Software.“Revive” the technical support, i.e. force it to perform information processing operations, intended software (software). Software is a set of data processing system programs and program documents necessary for the operation of these programs. There are general and application software. General software includes operating systems, programming systems, and service programs.

operating system - This is a program that automatically loads when the computer is turned on and provides the user with a basic set of commands with which you can communicate with the computer: run a program, format a floppy disk, copy a file, etc.

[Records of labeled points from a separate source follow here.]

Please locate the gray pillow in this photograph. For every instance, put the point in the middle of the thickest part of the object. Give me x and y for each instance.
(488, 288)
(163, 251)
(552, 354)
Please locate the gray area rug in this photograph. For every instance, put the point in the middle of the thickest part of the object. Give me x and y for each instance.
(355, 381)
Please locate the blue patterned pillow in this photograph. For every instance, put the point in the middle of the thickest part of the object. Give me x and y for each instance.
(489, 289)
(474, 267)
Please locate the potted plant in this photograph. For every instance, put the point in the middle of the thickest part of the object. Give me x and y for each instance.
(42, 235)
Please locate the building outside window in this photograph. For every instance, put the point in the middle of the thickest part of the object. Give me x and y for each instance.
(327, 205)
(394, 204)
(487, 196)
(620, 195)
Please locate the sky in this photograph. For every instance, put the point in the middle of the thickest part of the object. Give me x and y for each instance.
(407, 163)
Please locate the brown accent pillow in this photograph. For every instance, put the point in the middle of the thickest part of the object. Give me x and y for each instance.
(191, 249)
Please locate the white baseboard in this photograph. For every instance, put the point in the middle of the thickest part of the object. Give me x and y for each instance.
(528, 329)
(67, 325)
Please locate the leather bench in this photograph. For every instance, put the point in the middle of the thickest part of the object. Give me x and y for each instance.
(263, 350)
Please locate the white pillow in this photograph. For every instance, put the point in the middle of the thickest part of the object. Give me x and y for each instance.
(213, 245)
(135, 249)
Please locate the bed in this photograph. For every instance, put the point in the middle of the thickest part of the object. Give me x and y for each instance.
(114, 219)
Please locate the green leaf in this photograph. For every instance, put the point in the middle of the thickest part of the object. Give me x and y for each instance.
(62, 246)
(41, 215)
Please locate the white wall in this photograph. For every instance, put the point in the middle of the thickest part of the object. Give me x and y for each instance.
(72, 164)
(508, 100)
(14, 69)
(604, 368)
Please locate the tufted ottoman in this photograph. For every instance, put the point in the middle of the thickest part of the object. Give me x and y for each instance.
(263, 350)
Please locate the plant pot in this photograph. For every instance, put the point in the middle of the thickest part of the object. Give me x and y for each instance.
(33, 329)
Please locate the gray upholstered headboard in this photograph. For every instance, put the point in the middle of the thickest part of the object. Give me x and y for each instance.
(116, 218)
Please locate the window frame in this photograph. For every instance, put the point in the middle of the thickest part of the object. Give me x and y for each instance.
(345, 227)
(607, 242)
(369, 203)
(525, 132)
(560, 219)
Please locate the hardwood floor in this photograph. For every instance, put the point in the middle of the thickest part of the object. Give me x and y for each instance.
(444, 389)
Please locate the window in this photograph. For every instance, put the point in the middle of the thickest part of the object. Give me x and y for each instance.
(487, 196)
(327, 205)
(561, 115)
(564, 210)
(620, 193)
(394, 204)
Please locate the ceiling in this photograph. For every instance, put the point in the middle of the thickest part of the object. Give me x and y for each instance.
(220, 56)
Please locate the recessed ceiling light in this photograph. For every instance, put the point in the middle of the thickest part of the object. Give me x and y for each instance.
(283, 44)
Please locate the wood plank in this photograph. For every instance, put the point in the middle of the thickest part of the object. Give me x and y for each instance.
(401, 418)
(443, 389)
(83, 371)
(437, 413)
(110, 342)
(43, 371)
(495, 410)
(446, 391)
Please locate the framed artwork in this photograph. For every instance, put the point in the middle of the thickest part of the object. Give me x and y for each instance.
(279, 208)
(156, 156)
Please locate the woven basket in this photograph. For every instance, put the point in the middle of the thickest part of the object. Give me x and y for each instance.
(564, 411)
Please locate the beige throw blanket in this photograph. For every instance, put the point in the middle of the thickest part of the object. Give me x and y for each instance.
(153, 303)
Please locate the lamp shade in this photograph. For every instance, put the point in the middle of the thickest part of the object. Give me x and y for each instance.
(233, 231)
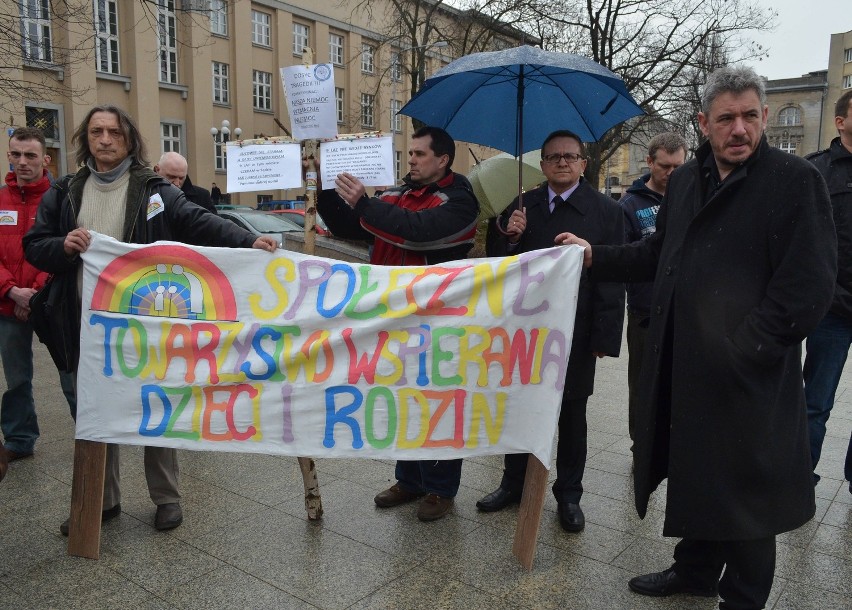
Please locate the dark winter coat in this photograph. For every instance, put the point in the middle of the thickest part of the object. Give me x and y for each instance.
(835, 165)
(600, 305)
(180, 221)
(740, 281)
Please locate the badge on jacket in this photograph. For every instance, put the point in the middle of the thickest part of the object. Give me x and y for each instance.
(155, 205)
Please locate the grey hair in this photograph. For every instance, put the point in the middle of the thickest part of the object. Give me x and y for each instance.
(735, 79)
(669, 141)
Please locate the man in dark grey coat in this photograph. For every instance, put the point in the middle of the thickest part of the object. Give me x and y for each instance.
(566, 202)
(744, 264)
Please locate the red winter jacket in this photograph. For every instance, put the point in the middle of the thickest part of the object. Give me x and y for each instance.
(18, 205)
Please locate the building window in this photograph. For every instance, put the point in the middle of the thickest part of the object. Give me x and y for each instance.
(367, 102)
(396, 118)
(167, 26)
(396, 68)
(367, 54)
(790, 116)
(262, 86)
(301, 33)
(219, 17)
(788, 146)
(338, 103)
(172, 135)
(221, 83)
(35, 30)
(335, 49)
(260, 28)
(106, 26)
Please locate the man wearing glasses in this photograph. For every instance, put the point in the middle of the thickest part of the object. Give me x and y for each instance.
(566, 200)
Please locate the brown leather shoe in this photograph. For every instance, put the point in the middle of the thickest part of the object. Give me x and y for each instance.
(434, 507)
(394, 496)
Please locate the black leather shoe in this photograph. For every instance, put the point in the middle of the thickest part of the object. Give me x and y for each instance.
(168, 516)
(571, 517)
(665, 583)
(106, 515)
(498, 499)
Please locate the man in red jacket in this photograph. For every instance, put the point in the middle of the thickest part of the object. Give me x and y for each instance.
(19, 280)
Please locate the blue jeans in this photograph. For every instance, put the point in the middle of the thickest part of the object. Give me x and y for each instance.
(17, 412)
(827, 348)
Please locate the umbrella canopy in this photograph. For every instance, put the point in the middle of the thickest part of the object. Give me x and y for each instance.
(495, 180)
(512, 99)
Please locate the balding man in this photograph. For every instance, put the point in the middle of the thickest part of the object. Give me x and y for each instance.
(173, 167)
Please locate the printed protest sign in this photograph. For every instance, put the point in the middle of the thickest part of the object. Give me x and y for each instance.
(243, 350)
(310, 100)
(266, 166)
(368, 159)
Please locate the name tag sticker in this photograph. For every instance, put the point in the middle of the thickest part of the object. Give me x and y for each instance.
(155, 205)
(8, 217)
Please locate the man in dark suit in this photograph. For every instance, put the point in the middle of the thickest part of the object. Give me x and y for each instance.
(173, 167)
(566, 200)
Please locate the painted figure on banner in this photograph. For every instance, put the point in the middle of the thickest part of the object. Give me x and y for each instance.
(115, 193)
(430, 218)
(744, 264)
(566, 202)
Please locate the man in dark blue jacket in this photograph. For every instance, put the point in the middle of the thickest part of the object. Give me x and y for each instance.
(666, 152)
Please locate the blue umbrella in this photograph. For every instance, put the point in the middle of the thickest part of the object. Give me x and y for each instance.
(512, 99)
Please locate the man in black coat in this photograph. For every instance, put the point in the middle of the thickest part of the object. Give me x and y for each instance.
(173, 167)
(828, 346)
(566, 203)
(744, 262)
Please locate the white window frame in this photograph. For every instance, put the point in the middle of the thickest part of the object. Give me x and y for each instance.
(261, 28)
(336, 44)
(219, 17)
(261, 90)
(340, 104)
(368, 56)
(167, 34)
(301, 38)
(396, 118)
(221, 83)
(789, 116)
(368, 110)
(171, 137)
(36, 33)
(107, 58)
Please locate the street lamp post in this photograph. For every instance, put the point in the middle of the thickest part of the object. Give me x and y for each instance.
(396, 76)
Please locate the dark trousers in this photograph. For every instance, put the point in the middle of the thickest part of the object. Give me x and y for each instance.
(637, 330)
(571, 450)
(441, 477)
(749, 569)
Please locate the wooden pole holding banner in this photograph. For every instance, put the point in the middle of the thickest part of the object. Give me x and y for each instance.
(529, 514)
(87, 495)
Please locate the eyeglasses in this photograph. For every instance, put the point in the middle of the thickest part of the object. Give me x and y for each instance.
(556, 157)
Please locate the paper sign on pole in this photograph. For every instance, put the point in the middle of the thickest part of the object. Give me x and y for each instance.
(310, 100)
(368, 159)
(260, 167)
(237, 349)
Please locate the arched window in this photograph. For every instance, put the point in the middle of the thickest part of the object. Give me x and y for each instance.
(790, 116)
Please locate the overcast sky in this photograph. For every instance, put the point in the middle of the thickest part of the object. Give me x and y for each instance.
(799, 44)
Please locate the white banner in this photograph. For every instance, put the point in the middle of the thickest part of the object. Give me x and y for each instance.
(241, 350)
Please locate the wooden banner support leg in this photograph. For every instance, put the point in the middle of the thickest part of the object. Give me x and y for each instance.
(87, 494)
(529, 515)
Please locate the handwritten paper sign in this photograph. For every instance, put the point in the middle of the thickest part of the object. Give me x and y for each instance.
(368, 159)
(310, 100)
(243, 350)
(258, 167)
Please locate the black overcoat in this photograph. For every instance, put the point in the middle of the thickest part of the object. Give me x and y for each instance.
(600, 305)
(740, 281)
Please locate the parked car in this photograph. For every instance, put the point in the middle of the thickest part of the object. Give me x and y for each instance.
(298, 216)
(261, 223)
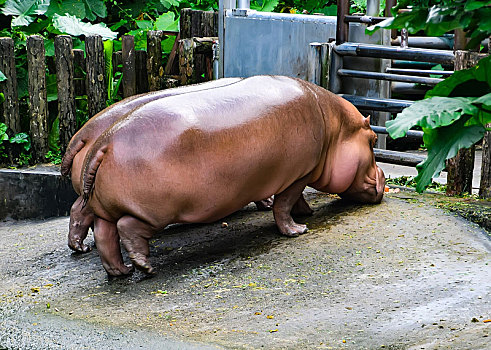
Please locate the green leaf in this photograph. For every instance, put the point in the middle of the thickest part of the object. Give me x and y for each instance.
(72, 7)
(430, 113)
(54, 135)
(475, 81)
(166, 22)
(21, 138)
(24, 10)
(475, 4)
(144, 24)
(3, 132)
(169, 3)
(74, 26)
(443, 144)
(95, 8)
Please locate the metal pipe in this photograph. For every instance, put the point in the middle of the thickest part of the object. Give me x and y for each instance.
(244, 4)
(404, 38)
(418, 65)
(379, 51)
(422, 72)
(399, 158)
(364, 19)
(386, 76)
(411, 133)
(373, 7)
(437, 43)
(377, 104)
(342, 28)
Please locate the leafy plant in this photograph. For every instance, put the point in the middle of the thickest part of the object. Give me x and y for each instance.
(437, 17)
(449, 122)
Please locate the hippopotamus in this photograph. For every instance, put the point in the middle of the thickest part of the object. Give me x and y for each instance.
(82, 219)
(218, 149)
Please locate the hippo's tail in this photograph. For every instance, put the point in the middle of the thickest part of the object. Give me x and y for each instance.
(91, 164)
(73, 148)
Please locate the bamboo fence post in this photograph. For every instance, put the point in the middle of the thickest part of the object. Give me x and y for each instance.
(79, 69)
(154, 59)
(66, 89)
(10, 107)
(96, 83)
(38, 101)
(141, 71)
(129, 61)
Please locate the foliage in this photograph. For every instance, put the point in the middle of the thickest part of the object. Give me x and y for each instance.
(54, 157)
(19, 145)
(453, 115)
(436, 17)
(408, 181)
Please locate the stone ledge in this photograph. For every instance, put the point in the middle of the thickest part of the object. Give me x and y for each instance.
(34, 193)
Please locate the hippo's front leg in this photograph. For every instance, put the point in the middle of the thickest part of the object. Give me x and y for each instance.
(107, 243)
(282, 207)
(134, 236)
(81, 219)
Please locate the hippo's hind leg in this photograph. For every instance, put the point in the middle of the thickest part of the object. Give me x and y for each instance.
(283, 205)
(134, 235)
(81, 219)
(301, 207)
(107, 243)
(265, 204)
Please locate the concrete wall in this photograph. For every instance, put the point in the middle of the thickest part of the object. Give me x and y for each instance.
(34, 193)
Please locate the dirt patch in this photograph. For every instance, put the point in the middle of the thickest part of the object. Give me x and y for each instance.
(399, 275)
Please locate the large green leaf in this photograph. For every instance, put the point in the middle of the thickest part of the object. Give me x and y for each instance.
(430, 113)
(444, 143)
(475, 81)
(74, 26)
(84, 9)
(24, 10)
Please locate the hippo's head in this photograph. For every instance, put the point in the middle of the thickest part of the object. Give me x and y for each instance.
(369, 182)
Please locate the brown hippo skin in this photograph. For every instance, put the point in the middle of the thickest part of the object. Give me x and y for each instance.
(219, 149)
(81, 219)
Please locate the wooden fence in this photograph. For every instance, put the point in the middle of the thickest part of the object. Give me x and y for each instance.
(82, 72)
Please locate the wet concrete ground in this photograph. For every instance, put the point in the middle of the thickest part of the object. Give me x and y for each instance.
(400, 275)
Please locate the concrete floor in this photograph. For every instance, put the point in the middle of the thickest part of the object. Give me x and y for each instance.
(399, 275)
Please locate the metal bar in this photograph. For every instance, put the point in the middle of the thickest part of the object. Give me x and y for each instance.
(418, 65)
(378, 104)
(422, 72)
(379, 51)
(364, 19)
(436, 43)
(387, 76)
(411, 133)
(342, 28)
(399, 158)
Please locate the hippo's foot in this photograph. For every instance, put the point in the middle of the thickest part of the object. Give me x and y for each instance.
(78, 246)
(81, 219)
(301, 208)
(107, 242)
(283, 205)
(292, 229)
(134, 236)
(265, 204)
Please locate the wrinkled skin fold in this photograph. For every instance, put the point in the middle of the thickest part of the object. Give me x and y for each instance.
(199, 156)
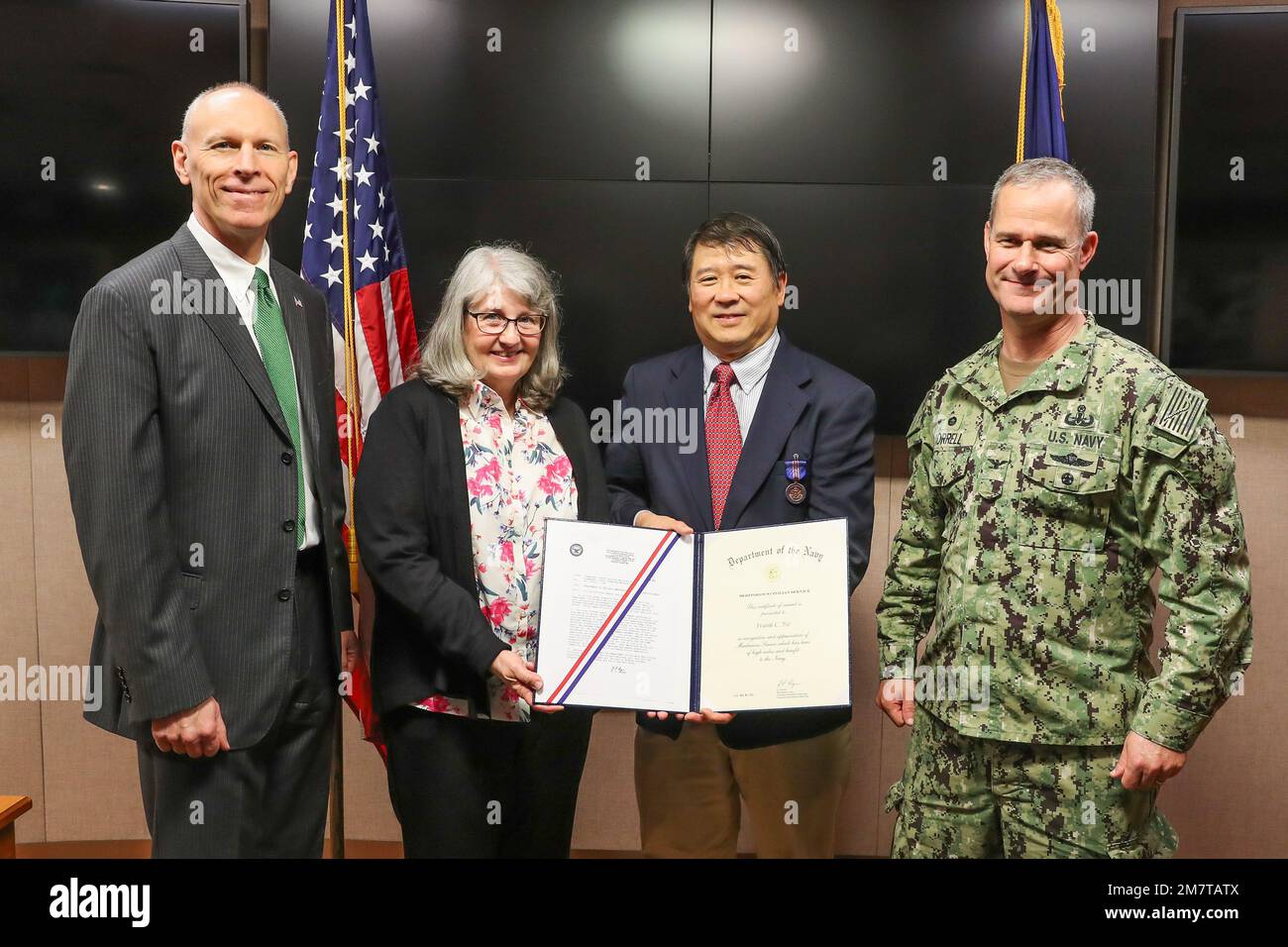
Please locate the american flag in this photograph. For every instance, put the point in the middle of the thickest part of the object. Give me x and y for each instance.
(353, 253)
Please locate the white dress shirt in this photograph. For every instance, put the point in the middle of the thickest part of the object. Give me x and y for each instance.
(748, 373)
(748, 382)
(239, 275)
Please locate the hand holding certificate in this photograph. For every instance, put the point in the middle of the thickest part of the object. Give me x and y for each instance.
(739, 620)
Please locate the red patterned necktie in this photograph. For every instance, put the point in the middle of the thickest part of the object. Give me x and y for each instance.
(724, 440)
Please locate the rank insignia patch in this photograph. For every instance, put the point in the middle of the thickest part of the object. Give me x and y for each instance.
(1180, 410)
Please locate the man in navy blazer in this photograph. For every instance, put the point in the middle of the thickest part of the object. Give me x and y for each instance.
(763, 405)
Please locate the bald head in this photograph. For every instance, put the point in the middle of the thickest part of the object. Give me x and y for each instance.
(224, 91)
(236, 158)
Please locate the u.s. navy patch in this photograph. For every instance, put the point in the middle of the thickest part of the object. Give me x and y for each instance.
(1180, 410)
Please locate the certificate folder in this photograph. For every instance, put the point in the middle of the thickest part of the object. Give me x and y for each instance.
(738, 620)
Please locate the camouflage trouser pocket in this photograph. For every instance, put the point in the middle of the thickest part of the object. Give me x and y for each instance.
(1155, 839)
(894, 797)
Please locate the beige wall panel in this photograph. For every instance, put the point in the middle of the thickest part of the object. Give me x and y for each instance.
(21, 764)
(606, 817)
(81, 762)
(1228, 800)
(857, 828)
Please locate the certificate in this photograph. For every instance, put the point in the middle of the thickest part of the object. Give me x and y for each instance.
(739, 620)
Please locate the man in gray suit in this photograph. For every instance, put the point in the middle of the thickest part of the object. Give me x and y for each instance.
(205, 479)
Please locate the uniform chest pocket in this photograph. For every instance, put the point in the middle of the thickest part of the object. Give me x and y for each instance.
(948, 475)
(1064, 497)
(949, 466)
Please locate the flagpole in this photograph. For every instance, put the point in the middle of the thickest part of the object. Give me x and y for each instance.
(349, 372)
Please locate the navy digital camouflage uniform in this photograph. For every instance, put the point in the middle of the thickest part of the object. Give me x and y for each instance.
(1030, 528)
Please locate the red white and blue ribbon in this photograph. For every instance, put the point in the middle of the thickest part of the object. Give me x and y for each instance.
(614, 618)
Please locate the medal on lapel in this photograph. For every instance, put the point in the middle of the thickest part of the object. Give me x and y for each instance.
(795, 471)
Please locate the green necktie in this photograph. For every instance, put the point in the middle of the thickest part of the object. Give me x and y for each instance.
(275, 351)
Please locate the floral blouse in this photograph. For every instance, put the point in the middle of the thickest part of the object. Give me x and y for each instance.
(516, 476)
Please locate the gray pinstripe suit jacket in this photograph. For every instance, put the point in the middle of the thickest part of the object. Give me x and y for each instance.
(181, 478)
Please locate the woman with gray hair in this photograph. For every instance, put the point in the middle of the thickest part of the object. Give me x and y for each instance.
(460, 470)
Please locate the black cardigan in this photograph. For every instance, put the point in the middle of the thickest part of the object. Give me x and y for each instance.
(413, 538)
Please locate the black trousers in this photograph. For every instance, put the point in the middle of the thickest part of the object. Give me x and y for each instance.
(268, 800)
(484, 789)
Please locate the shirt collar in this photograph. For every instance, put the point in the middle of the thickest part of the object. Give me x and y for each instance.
(1064, 371)
(484, 401)
(236, 272)
(750, 369)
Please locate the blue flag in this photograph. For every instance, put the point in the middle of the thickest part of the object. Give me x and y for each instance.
(1041, 127)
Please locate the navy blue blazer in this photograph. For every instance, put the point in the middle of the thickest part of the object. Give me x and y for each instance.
(806, 407)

The programming system is a tool for qualified users - programmers and non-programmers. define information technologies intended for the design of functional software. Functional software is a software implementation of specific functions of an information worker using various information technologies, i.e. This is the customization of an automated workstation (AWS), DBMS, hypertexts, multimedia, expert systems, a software package of tasks and EIS subsystems, built using other design tools, for a specific information worker of a specific enterprise, taking into account the specifics of the data processing system that has developed there.

Programmer's Tools define information technologies accessible to the user with any qualification in the field of computing and programming.

Serviceprograms provide a range of services to ensure the operation of computers and software.

  1. ^

    Organizational support of IS.

Languages ​​are used to communicate between the user and software, hardware and information. Languages ​​of communication can be formalized, incomplete or completely natural languages. The set of languages ​​of communication, rules for their formalization and terms used in EIS forms linguistic support.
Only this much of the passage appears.